Download 1 Oncothermia as monotherapy A.Szasz Spontaneous tumor

Oncothermia as monotherapy
A.Szasz
Dept. Biotechnics, St.Istvan University, Hungary
Spontaneous tumor regression (or even curing) by heat/fever effects believed by many
patients and it is under intensive debate for a long time in the professional literature
also. As early as in the beginning of the last century 185 spontaneous regressions were
collected [1] and also collection of cases were published in early 1960’s: 202 cases
were collected within 4 years [2], while 98 cases shown also in the middle of that
decade [3]. Many surprising spontaneous remission were described in a monograph [4].

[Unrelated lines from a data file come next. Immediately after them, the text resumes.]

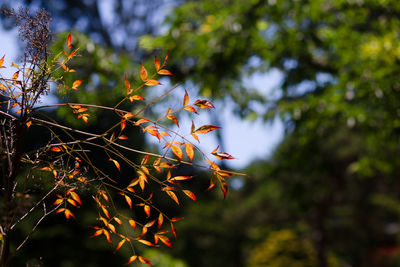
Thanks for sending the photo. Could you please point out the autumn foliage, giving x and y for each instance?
(66, 158)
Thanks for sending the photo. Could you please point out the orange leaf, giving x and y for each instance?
(173, 196)
(190, 194)
(131, 259)
(76, 197)
(127, 116)
(164, 72)
(147, 243)
(144, 260)
(152, 82)
(156, 63)
(127, 85)
(68, 214)
(166, 59)
(189, 151)
(143, 73)
(15, 75)
(128, 200)
(173, 118)
(185, 99)
(166, 241)
(72, 202)
(191, 109)
(147, 210)
(58, 201)
(69, 39)
(1, 62)
(181, 178)
(132, 223)
(206, 128)
(160, 220)
(76, 84)
(173, 230)
(141, 121)
(177, 151)
(135, 97)
(120, 244)
(123, 124)
(116, 163)
(204, 104)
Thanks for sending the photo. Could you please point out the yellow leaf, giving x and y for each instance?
(143, 73)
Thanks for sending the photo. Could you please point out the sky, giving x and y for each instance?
(244, 140)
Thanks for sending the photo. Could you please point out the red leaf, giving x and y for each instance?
(156, 63)
(135, 97)
(1, 62)
(128, 200)
(144, 260)
(191, 109)
(123, 124)
(177, 151)
(164, 72)
(173, 118)
(76, 84)
(132, 223)
(189, 151)
(147, 243)
(127, 85)
(152, 82)
(206, 128)
(204, 104)
(131, 259)
(190, 194)
(69, 39)
(143, 73)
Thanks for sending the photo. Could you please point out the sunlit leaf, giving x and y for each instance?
(131, 259)
(76, 84)
(152, 82)
(76, 197)
(147, 243)
(181, 178)
(144, 260)
(173, 196)
(120, 244)
(205, 104)
(143, 73)
(157, 64)
(127, 85)
(141, 121)
(135, 97)
(189, 151)
(190, 194)
(160, 220)
(177, 151)
(147, 210)
(173, 118)
(191, 109)
(1, 62)
(69, 39)
(164, 72)
(185, 99)
(128, 200)
(15, 75)
(206, 128)
(132, 223)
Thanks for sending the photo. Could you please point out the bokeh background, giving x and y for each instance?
(308, 96)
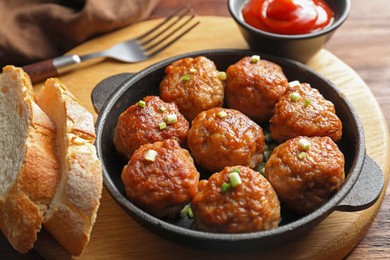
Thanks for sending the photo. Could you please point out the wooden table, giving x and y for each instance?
(368, 57)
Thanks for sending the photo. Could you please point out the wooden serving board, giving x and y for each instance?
(117, 236)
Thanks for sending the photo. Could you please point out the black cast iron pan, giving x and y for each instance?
(362, 187)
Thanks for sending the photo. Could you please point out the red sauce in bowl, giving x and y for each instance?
(288, 16)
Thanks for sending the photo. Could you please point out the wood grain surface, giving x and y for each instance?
(361, 49)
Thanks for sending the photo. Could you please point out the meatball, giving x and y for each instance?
(254, 86)
(161, 178)
(250, 206)
(193, 85)
(303, 111)
(305, 172)
(222, 137)
(147, 122)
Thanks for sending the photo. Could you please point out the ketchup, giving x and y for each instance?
(288, 16)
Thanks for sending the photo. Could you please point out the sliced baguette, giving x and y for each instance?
(29, 168)
(73, 210)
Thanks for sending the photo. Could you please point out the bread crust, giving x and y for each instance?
(24, 205)
(73, 211)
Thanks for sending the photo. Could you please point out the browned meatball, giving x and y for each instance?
(250, 206)
(164, 184)
(193, 85)
(302, 110)
(222, 137)
(147, 123)
(305, 174)
(254, 87)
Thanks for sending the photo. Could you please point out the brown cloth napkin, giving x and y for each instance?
(34, 30)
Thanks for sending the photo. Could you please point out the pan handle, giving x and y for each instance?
(366, 190)
(105, 88)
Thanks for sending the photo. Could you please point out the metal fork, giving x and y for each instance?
(135, 50)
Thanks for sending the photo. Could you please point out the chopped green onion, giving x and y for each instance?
(294, 83)
(267, 154)
(295, 96)
(234, 178)
(185, 77)
(171, 118)
(162, 125)
(186, 211)
(222, 75)
(142, 103)
(150, 155)
(302, 155)
(255, 58)
(225, 187)
(307, 102)
(190, 213)
(222, 114)
(235, 170)
(267, 137)
(304, 144)
(261, 168)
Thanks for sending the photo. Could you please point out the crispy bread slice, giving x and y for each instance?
(29, 167)
(73, 210)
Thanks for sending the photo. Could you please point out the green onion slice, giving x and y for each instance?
(222, 75)
(162, 125)
(235, 178)
(304, 144)
(186, 211)
(150, 155)
(185, 77)
(171, 118)
(142, 103)
(307, 102)
(294, 83)
(261, 168)
(225, 187)
(302, 155)
(222, 114)
(255, 58)
(295, 96)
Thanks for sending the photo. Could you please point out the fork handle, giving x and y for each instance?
(51, 68)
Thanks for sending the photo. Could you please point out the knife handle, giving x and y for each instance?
(51, 68)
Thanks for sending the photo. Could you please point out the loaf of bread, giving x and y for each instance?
(50, 174)
(29, 167)
(73, 210)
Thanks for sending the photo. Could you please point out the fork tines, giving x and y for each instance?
(168, 31)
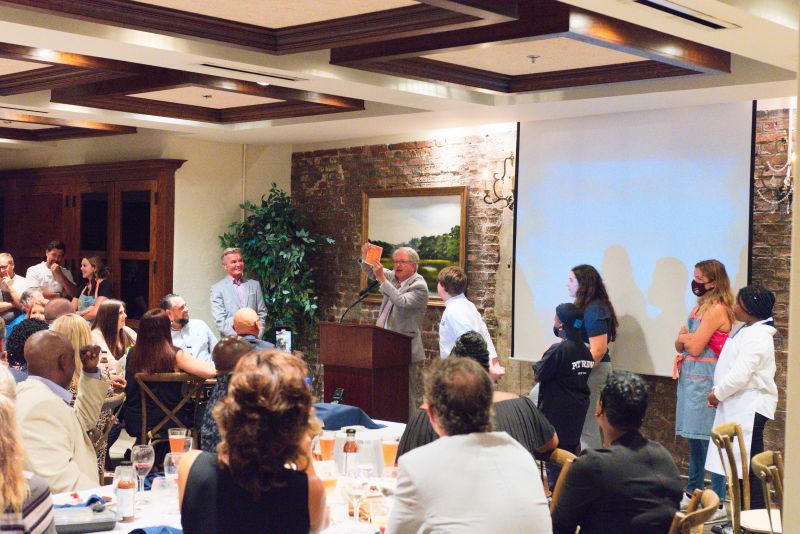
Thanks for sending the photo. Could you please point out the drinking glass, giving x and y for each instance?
(143, 457)
(176, 438)
(355, 487)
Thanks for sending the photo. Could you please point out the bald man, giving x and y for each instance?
(54, 437)
(247, 324)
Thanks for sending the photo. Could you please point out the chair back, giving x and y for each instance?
(723, 436)
(194, 389)
(564, 459)
(702, 506)
(768, 467)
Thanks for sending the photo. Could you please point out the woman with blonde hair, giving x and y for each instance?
(699, 345)
(76, 329)
(25, 502)
(248, 486)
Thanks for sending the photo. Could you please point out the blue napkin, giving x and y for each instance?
(91, 501)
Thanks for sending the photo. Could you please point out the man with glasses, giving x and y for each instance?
(405, 298)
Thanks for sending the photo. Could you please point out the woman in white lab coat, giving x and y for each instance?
(744, 381)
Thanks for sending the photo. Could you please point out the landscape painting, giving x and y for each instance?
(429, 220)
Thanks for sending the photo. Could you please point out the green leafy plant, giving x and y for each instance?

Few years ago the famous “Armstrong effect” [5], had been in focus of the topic. The
literature of the spontaneous remission of cancer is impressive, and all of them
somehow connected to the fever or heat [6], [7], [8], [9]. Large number of clinical cases
are collected for study the topic: 176 cases between 1900–1960, [10], [11]; 489 cases
described from 1900–1987 [12]; and a large meta-analysis was applied for about 1000
cases [13].
In fact the classical hyperthermia as monotherapy was applied in many studies at the
historical time of hyperthermia. In ancient applications, no other treatment facilities were
available, [14]. Hyperthermia alone is a popular (almost unique) application for in-vivo
experiments like [15]. In former times many human clinical trials were performed as
monotherapy applications [16], [17], [18], [19], [20], [21], [22], [23], [24], [25], [26], [27],
[28], [29], [30], [31], [32], [33], [34]. At the design of the clinical trials in hyperthermic
oncology it was counted as an option, but the results of the combined therapies was
found better [35].
In an extended study the localized hyperthermia alone has been used for the treatment
of cancer in cases of recurrences in which previously administered conventional
therapies have failed [36]. 57 patients with 60 lesions have been treated by microwave
and radiofrequency methods, twice a week, 6-8 times. Complete response (CR) was
obtained in ten cases (16.6%) and partial response (PR) in 14 (23.4%). Higher rates of
CR were observed in the chest wall (38.5%) compared with the head and neck area
(11.4%), trunk (l0%), and limbs (none). Adenocarcinoma was the most responsive
histologic type (40%). Squamous cells carcinoma had 7.7% CR. The only case of
undifferentiated carcinoma showed CR; there were none on five sarcomas. Long-term
local control (24 months) was approximately 7%.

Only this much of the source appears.